Ṣāliḥ: le prophète de Thamûd, l’épreuve de la chamelle

Dans le Coran, Ṣāliḥ (paix sur lui) est envoyé au peuple de Thamûd, venu après ‘Âd et réputé pour sa puissance ainsi que pour ses demeures taillées dans la roche.
La prospérité, chez eux, s’est transformée en arrogance. Le message de Ṣāliḥ est d’une clarté absolue : adorer Dieu seul, renoncer aux idoles et restaurer une vie sociale fondée sur la justice. Il rappelle que bâtir des cités ne suffit pas si l’on oublie la gratitude et si l’on sème la corruption parmi les hommes. Face à son appel, Thamûd réclame un signe. La révélation évoque alors la chamelle donnée comme preuve divine.
Ce signe n’est pas un spectacle, mais une épreuve morale. Il leur est demandé de laisser l’animal paître librement et de ne lui faire aucun mal. Le défi devient alors intérieur : accueillir le signe avec foi ou le traiter comme une provocation à neutraliser. Une partie du peuple complote et finit par s’en prendre à la chamelle, scellant ainsi la rupture avec le message prophétique.
Au-delà de l’histoire, une leçon d’éthique universelle
Le récit insiste sur la pédagogie de l’avertissement. Ṣāliḥ annonce un délai de 3 jours, ultime chance de revenir vers Dieu et de réparer l’irréparable. Mais l’orgueil l’emporte. La fin survient brutalement : un cri terrible et un tremblement de terre anéantissent le peuple, laissant derrière eux des demeures silencieuses. Le Coran souligne la dimension collective de la responsabilité : lorsque l’injustice est cautionnée ou tolérée, elle finit par engloutir toute la société.
Ce récit ne se limite pas à une évocation historique, même si la tradition situe les vestiges de Thamûd dans la région du Hijr. Il s’agit d’un enseignement éthique. Une civilisation peut être avancée sur le plan matériel et pourtant fragile si elle perd le sens de la limite, du respect du signe divin et du repentir.

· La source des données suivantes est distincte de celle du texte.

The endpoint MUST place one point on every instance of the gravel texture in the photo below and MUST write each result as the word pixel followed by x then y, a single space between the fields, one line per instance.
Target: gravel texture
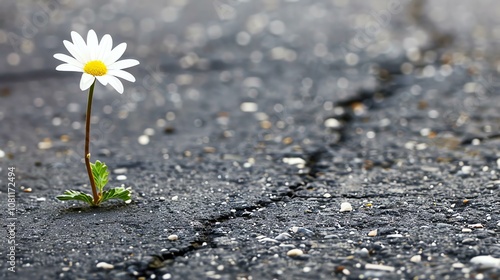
pixel 262 140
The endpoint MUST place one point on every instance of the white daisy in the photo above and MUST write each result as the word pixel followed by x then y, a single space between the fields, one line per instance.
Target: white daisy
pixel 96 60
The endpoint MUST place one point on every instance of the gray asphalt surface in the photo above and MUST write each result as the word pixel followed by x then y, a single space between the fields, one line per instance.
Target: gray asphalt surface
pixel 249 125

Méditer sur le destin des peuples détruits
Des érudits algériens ont souligné la portée morale de cette histoire. Plusieurs spécialistes des épopées prophétiques expliquent que rappeler les jours de Dieu signifie évoquer Ses bienfaits mais aussi Ses châtiments contre les peuples anciens afin d’exhorter et de mettre en garde. L’imam réformateur Abdelhamid Ibn Badis, en commentant les vestiges de Thamûd, insiste sur la nécessité de méditer sur le destin des peuples détruits et d’éviter les lieux et les situations où le mal est banalisé, car la présence passive peut devenir une forme d’approbation.

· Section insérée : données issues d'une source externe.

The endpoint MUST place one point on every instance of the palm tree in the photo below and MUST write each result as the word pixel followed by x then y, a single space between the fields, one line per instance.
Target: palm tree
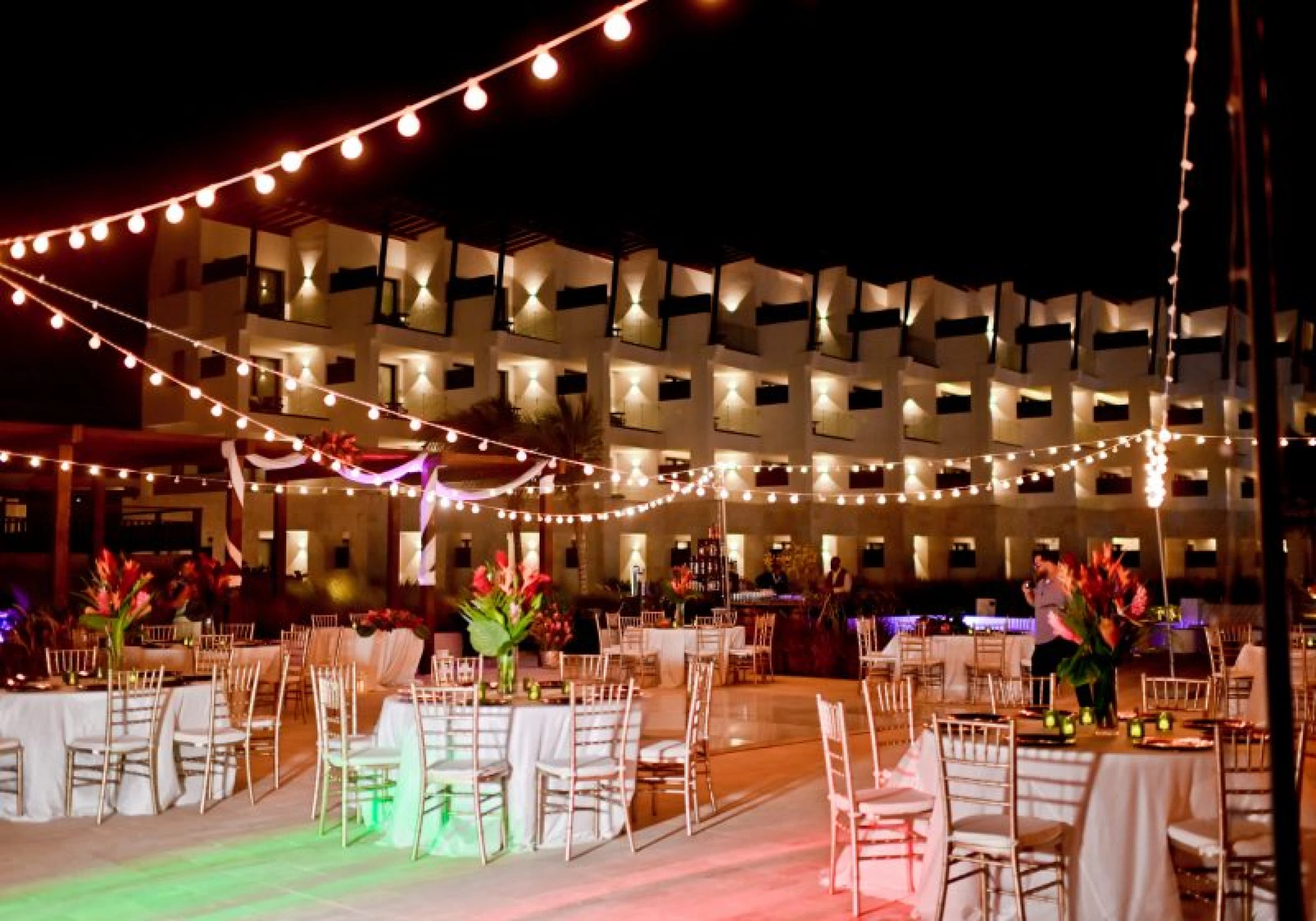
pixel 571 429
pixel 498 420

Dans d’autres passages coraniques, Ṣāliḥ dénonce la corruption et l’orgueil d’une élite qui méprise les croyants. Le rejet du message ne reste pas théorique : il conduit à la violence et à la conspiration. Ainsi apparaît Ṣāliḥ comme le prophète d’une société qui confond puissance et vérité. Le récit rappelle que le véritable signe n’est pas à défier, mais à accueillir avec humilité. Lorsque l’homme transforme l’épreuve en défi, c’est d’abord son âme qui se fissure avant que ne s’effondrent ses cités.